Yukon campgrounds open this week — here's what you need to know

Yukon's territorial campgrounds are set to open on Thursday, but things will be a little different this year because of the COVID-19 pandemic.

Residents only for all 42 territorial campgrounds starting Thursday

A campsite at Yukon's Fox Lake campground. With Yukon's borders effectively closed to tourists, only residents will be allowed to stay at territorial campgrounds when they open on Thursday. (Paul Tukker/CBC)

Yukon's territorial campgrounds are set to open on Thursday, but things will be a little different this year because of the COVID-19 pandemic.

For one thing, people might be more anxious than ever to get away from home and find a change of scenery.

"We've got all hands on deck this week to get ready for a big opening," said Scott Cameron, the Yukon government's parks information officer.

Outhouses, boat launches, playgrounds and picnic shelters will all be open at the 42 territorial campgrounds.

Here's what you need to know about using Yukon's campgrounds this summer.

Yukoners only, for now 

With Yukon's borders effectively closed to tourists, only residents are allowed to stay at the campgrounds.

"In a normal year, about half our overnight campground users would be from out of territory, and they won't be there this year with the border restrictions," Cameron said. "So that's gonna mean some availability, make it maybe a bit easier to find a site."

Non-residents who are given 24 hours to transit through the territory won't be allowed to stay overnight in a campground. Cameron says parks staff are busy putting up signs at all campgrounds.

"Those people are given a very specific route to [transit through Yukon] and they cannot stop or stay at government-run campgrounds," he said.

Outhouses, boat launches, playgrounds and picnic shelters will all be open. (Paul Tukker/CBC)

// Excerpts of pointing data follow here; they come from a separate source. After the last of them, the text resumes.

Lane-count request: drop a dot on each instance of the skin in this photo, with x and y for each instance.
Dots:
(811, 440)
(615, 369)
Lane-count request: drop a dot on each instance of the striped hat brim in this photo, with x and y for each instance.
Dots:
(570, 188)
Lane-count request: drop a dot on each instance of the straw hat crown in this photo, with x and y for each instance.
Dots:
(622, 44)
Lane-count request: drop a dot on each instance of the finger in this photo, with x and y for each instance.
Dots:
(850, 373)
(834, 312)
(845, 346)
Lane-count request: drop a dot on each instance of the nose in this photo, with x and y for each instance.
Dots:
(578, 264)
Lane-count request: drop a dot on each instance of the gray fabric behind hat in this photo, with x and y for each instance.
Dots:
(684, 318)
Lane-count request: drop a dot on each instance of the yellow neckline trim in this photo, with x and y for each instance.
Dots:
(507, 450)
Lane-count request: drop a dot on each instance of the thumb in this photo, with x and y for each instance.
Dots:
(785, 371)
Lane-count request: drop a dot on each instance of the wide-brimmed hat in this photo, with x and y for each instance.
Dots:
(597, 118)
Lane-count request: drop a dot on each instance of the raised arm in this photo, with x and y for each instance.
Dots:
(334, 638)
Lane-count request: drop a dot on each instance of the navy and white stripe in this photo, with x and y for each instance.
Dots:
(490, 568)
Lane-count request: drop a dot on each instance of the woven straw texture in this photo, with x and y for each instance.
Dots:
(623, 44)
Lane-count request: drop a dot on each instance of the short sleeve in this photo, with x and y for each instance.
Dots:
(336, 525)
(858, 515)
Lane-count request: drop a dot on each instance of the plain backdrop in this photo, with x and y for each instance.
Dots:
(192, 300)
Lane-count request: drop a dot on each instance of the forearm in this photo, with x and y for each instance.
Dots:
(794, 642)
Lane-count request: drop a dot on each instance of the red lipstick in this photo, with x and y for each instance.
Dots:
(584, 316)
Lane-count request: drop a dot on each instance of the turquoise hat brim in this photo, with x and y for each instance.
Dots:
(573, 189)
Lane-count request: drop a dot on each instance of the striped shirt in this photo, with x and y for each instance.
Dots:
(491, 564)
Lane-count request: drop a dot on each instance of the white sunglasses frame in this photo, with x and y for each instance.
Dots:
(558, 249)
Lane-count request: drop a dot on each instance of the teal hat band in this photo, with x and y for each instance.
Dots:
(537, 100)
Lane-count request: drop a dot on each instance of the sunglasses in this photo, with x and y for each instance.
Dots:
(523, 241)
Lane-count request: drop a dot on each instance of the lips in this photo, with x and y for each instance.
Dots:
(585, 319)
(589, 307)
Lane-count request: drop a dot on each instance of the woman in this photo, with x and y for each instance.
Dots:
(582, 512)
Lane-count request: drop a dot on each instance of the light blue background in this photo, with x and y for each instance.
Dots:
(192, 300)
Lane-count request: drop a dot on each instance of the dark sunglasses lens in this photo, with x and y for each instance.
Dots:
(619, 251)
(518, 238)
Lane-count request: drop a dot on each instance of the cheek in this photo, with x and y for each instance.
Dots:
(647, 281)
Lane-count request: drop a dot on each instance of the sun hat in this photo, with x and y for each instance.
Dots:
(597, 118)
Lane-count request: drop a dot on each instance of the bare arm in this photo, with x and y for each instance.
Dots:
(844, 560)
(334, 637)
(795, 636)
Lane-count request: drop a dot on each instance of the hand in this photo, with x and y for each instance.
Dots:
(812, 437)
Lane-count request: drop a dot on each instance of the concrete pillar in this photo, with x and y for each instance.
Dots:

"So they're going to get a very visual reminder as soon as they pull off the highway. And that's going to line up with what they've been told at the border by an enforcement officer."

Cameron says enforcement officers and parks staff will be monitoring all parks to make sure people are following the rules.

Be as self-contained as possible

Parks officials say campers should be as self-contained as possible, with everything they need for their stay away from home.

That means bringing enough supplies to avoid unnecessary trips into the nearest town. And if campers do need to go to town, they're asked to only patronize those businesses that welcome visitors right now.

Cameron says people should make sure they have enough water and hand sanitizer with them to keep things clean. He says people should wipe down their site's picnic table as soon as they arrive.

Campers are encouraged to avoid using the outhouses if they have facilities in their camper of RV.

"We realize that the work that we need to do to clean outhouses this year will take a little bit longer. Staff are going to have to prioritize work and they're going to obviously clean the outhouses when they arrive on their shifts," Cameron said.

Campgrounds will still have free firewood on hand. 

Campers are encouraged to purchase their permits before arriving at the park, either online or from a vendor. (Paul Tukker/CBC)

Camping permits can be purchased as of Tuesday either online or from certain vendors. Cameron urges people to purchase their permit before arriving at a park.

Yukoners are also being told to camp only with members of their "combined household bubble."

Follow the 6 steps

"We're following the advice of health authorities, and we're going to continue to do that in our campgrounds," Cameron said.

That means observing the "six steps to staying safe," as advised by health officials:

  • maintain physical distance of at least 2 metres
  • wash hands frequently or use hand sanitizer
  • stay home if you're sick
  • gather in groups of fewer than 10 people
  • limit travel to rural communities
  • self-isolate if you've returned to Yukon or been in contact with someone who's sick


  • A previous version of this story said the Yukon government's parks information officer was Scott Campbell. That was incorrect. His name is Scott Cameron.